The past few weeks, I noticed my four year old son kept telling me “I love you, papa”. I would reply “I love you too, Rigo”.
So one day I asked him an adult question. I knew before lodging the query that it would be unfair to him. I was confident that he knew the answer except that he could not blurt it out since his fragile mind is still in the process of maturing.
Anyway, I proceeded to asked him, “Rigo when you say I love you papa, what do you mean by love.” In my effort to communicate to him in the language he understands I rephrased the question over and over again. I could not seem to say it in the words he will comprehend.

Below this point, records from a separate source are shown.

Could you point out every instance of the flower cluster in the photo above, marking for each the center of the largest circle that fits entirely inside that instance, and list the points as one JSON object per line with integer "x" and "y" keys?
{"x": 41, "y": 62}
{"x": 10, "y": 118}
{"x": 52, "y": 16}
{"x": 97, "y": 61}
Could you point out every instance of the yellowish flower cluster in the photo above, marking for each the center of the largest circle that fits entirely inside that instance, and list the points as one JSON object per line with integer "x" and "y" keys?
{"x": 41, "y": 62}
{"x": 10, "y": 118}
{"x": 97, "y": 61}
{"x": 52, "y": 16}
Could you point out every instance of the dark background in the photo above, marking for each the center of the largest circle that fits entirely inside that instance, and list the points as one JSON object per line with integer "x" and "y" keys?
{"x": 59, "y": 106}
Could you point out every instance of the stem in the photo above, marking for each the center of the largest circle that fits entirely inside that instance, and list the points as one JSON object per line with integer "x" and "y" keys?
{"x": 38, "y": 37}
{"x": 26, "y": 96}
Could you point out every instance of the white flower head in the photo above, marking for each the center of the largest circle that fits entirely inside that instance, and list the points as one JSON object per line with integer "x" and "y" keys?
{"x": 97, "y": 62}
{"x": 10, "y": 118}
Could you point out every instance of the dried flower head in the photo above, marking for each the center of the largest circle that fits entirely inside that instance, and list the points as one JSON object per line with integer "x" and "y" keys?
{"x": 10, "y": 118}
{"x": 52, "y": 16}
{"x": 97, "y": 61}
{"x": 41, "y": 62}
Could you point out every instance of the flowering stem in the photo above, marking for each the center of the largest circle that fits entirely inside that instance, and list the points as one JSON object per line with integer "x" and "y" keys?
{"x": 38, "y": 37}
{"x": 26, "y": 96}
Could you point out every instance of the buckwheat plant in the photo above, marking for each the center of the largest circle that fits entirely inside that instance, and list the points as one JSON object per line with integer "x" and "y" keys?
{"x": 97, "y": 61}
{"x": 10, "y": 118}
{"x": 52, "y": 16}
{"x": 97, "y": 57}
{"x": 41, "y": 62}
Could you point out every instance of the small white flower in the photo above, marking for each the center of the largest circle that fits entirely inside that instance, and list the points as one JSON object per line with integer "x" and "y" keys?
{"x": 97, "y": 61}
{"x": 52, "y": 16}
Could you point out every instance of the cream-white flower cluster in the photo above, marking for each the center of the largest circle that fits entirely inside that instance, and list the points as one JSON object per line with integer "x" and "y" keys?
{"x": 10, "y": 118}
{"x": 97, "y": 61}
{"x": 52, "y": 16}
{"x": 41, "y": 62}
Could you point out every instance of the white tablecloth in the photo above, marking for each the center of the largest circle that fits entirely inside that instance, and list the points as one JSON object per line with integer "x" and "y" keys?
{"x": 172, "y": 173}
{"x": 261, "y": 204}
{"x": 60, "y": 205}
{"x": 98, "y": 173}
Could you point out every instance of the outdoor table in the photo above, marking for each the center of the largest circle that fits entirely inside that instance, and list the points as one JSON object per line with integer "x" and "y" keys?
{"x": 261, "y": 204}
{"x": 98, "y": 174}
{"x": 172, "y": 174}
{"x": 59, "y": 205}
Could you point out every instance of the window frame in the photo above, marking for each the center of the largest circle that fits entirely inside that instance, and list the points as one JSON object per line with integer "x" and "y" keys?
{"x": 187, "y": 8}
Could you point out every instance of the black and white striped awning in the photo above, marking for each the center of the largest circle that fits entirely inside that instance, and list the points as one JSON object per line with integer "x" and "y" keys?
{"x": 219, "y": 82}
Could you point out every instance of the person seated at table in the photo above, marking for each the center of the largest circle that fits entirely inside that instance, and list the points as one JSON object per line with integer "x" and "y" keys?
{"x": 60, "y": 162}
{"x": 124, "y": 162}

So I stuck to my earlier question and asked him what he meant by love. Rigo then blurted out “love is kiss girl” then he gave me a sheepish smile along with a wily giggle.
I was taken aback. For one I know he knows what love is. I know because he has lots of it from the people around him. He feels it and he expresses it. I also know that he could not explain it to me yet.

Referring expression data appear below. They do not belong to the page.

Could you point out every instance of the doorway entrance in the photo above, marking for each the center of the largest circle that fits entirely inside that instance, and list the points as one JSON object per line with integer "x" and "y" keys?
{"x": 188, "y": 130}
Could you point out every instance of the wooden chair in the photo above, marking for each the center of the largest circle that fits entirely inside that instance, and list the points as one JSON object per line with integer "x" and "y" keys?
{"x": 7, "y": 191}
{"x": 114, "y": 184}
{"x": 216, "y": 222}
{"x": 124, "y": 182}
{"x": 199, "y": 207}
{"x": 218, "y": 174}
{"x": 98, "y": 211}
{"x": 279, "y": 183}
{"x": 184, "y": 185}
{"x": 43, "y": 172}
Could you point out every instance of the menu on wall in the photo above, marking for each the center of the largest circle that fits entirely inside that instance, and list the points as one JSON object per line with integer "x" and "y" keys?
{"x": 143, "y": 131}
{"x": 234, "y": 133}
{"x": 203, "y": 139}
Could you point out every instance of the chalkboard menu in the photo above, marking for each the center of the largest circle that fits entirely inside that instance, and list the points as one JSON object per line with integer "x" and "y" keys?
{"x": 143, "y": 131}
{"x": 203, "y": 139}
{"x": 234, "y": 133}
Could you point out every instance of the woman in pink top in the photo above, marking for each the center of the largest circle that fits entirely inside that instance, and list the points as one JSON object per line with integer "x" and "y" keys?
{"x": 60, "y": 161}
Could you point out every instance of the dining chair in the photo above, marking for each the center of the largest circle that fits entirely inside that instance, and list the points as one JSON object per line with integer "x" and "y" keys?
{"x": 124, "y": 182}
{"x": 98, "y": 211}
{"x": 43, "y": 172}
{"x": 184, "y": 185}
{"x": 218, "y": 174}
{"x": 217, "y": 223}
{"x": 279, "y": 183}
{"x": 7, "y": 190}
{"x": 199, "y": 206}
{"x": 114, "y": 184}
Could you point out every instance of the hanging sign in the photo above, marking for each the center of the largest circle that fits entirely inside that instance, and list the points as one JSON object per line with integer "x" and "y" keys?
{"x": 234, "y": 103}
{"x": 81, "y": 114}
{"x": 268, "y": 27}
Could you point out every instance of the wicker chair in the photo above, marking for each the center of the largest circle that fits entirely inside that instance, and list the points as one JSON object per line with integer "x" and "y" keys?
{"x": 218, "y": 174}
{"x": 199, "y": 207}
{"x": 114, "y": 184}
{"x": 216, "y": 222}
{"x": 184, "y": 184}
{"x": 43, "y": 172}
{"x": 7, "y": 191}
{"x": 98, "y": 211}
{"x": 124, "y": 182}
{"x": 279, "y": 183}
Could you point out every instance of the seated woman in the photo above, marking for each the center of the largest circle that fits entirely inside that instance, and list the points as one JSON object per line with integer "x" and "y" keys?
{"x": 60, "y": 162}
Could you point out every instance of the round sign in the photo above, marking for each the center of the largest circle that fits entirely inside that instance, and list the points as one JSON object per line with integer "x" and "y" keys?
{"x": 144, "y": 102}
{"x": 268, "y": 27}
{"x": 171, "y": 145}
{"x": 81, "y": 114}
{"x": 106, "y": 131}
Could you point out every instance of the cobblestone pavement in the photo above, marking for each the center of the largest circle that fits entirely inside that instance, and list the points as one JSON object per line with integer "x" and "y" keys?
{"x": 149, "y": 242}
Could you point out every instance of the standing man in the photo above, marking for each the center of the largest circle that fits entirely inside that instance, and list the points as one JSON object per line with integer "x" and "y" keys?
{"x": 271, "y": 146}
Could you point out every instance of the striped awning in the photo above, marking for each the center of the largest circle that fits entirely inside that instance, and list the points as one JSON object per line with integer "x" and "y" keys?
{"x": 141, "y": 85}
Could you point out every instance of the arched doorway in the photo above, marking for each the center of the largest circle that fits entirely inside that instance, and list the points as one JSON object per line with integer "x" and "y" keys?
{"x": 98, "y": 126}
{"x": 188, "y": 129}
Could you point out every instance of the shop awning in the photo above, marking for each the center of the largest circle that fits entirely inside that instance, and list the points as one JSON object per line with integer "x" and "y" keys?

But to answer me “love is kiss girl” showed that he has other concepts of love, the one that I usually call the “Hollywood love”.
Ever since, my thoughts on love have always been a far cry from the romanticism that we see on television and the movies. I stand that love comes from the WILL and not a product of the EMOTIONS.
If you use your will to love then it would be easier or harder to fall out of love, depending on how mature your will is.
If you use your emotions to love then you will be more dependent on external factors such as looks, smell or attitude. Any slight external change by your partner can precipitate love lost.
So, “How do I love thee? Let me count the ways”.